何度も上記のようなやりとりを繰り返し、徐々に住み替えを受け入れてくれるようになってきた後藤さん。そこで、支援団体と付き合いのある不動産会社に、購入を検討できそうな中古分譲マンションの物件リストを作成してもらうことにした。

コーヒーカップ
写真=iStock.com/alvarez
※写真はイメージです - 写真=iStock.com/alvarez

最初に届いた物件リストは、一緒に内容を確認したところ、「築年数が古すぎる」「(マンション内の)戸数が少なすぎる」「角部屋の物件がない」などの理由で、再度、物件リストの作成依頼をすることに。

1回目に受け取った業者の物件リストには、築年数が30年を超えているような物件が多く、後藤さんが80代になる頃には、建て直しの話が具体化してしまう可能性がある。他人と話すことが苦手な後藤さんにとって、建て替えの話し合いが進むと、うつ状態が進行してしまうリスクがある。

また、戸数が少なすぎるマンションは、大規模修繕などの費用が割高になる可能性がある。さらに音に敏感な後藤さんにとって、隣の部屋と接していない部屋がほしいので、角部屋を優先して探してほしいという希望を出した。

■物件の見学は実行できたがうつ状態が悪化して中断に

2度目に届いた物件リストでは、1~2軒、見学してもよさそうな物件があったが、後藤さんが良い顔をしなかったので、もう一度、物件リストの作成を依頼。3度目に届いた物件リストには3軒ほど、後藤さんが興味を示す物件があっていたので、不動産業者に頼んで後藤さんを現地に案内してもらった。

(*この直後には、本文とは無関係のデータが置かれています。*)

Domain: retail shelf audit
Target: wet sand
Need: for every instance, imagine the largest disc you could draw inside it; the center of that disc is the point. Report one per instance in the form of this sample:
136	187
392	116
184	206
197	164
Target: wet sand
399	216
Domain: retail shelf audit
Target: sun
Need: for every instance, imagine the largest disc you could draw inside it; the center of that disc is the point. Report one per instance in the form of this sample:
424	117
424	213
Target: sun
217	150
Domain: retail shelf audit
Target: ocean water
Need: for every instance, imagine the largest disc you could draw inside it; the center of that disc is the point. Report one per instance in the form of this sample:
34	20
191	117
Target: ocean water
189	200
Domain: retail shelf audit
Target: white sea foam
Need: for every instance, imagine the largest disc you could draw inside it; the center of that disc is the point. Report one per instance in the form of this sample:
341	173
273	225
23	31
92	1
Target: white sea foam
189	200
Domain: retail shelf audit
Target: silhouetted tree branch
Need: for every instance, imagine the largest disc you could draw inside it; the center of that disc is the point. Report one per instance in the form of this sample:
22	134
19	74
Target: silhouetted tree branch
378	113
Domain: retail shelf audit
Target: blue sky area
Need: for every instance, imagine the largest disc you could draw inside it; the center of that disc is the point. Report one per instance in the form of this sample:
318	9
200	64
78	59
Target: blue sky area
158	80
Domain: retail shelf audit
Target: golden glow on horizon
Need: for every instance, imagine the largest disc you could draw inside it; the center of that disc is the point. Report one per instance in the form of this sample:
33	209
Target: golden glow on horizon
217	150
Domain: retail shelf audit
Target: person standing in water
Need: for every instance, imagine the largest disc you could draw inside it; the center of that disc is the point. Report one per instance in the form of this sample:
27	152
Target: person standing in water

実際に3軒のマンションを見学。その中から気に入る物件が見つかったので、本格的に契約に進めるかと思ったところで、後藤さんのうつ状態が悪化。しばらくは外に出られなくなってしまった。

マンション
写真=iStock.com/inomasa
※写真はイメージです - 写真=iStock.com/inomasa

後藤さんにとっては、展開が早すぎたことが、うつ状態を悪化させる原因になってしまったかもしれない。そのような反省を踏まえて、2~3カ月ほど、住み替えの話は中断することにした。再び物件の見学ができるようになったら連絡を入れてもらい、見学を再開することにした。

結果としては、4カ月くらい経った頃、後藤さんのほうから連絡が入り、「物件の見学をしたい」とのこと。前回見学をして気に入った物件は、既に売却済みだったため、物件探しはやり直しになったが、無事に後藤さんが納得できる物件が見つかった。

■住み替えによって5000万円超の売却代金を残せた

購入先の物件は見つかったが、実家を売却しなければ購入費用を捻出できないため、実家の売却も同じ業者に扱ってもらうことにした。実家のある場所は人気エリアなので、売却については、不動産業者も心配しておらず、こちら側(後藤さん)の希望価格で無事に売却。実家の売却資金で、マンションの購入資金を支払うスケジュールを組んでくれて、無事に実家の売却とマンション購入が実現した。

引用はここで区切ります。